Hsu Chao-Hsiung, Agaronyan Artur, Katherine Raffensperger, Kadden Micah, Ton Hoai T, Wu Frank, Lin Yu-Shun, Lee Yih-Jing, Wang Paul C, Shoykhet Michael, Tu Tsang-Wei
Molecular Imaging Laboratory, Department of Radiology, Howard University, Washington, DC, USA.
Department of Critical Care Medicine, Children's National Hospital, Washington, DC, USA.
IEEE Biomed Circuits Syst Conf. 2022 Oct;2022:198-202. doi: 10.1109/biocas54905.2022.9948635. Epub 2022 Nov 16.
Microglia are the resident macrophages in the central nervous system. Brain injuries, such as traumatic brain injury, hypoxia, and stroke, can induce inflammatory responses accompanying microglial activation. The morphology of microglia is notably diverse and is one of the prominent manifestations during activation. In this study, we proposed to detect the activated microglia in immunohistochemistry images by convolutional neural networks (CNN). 2D Iba1 images (40m) were acquired from a control and a cardiac arrest treated Sprague-Dawley rat brain by a scanning microscope using a 20X objective. The training data were a collection of 54,333 single-cell images obtained from the cortex and midbrain areas, and curated by experienced neuroscientists. Results were compared between CNNs with different architectures, including Resnet18, Resnet50, Resnet101, and support vector machine (SVM) classifiers. The highest model performance was found by Resnet18, trained after 120 epochs with a classification accuracy of 95.5%. The findings indicate a potential application for using CNN in quantitative analysis of microglial morphology over regional difference in a large brain section.

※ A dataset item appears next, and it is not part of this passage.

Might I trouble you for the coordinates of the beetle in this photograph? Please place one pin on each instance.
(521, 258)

小胶质细胞是中枢神经系统中的常驻巨噬细胞。脑损伤,如创伤性脑损伤、缺氧和中风,可诱导伴随小胶质细胞激活的炎症反应。小胶质细胞的形态显著多样,是激活过程中的突出表现之一。在本研究中,我们提议通过卷积神经网络(CNN)检测免疫组织化学图像中的激活小胶质细胞。使用20倍物镜通过扫描显微镜从对照和心脏骤停处理的Sprague-Dawley大鼠大脑中获取二维Iba1图像(40m)。训练数据是从皮质和中脑区域获得的54333个单细胞图像的集合,并由经验丰富的神经科学家整理。比较了具有不同架构的CNN(包括Resnet18、Resnet50、Resnet101)和支持向量机(SVM)分类器的结果。Resnet18在120个epoch后训练,分类准确率为95.5%,发现其具有最高的模型性能。这些发现表明,CNN在定量分析大脑大切片中区域差异的小胶质细胞形态方面具有潜在应用。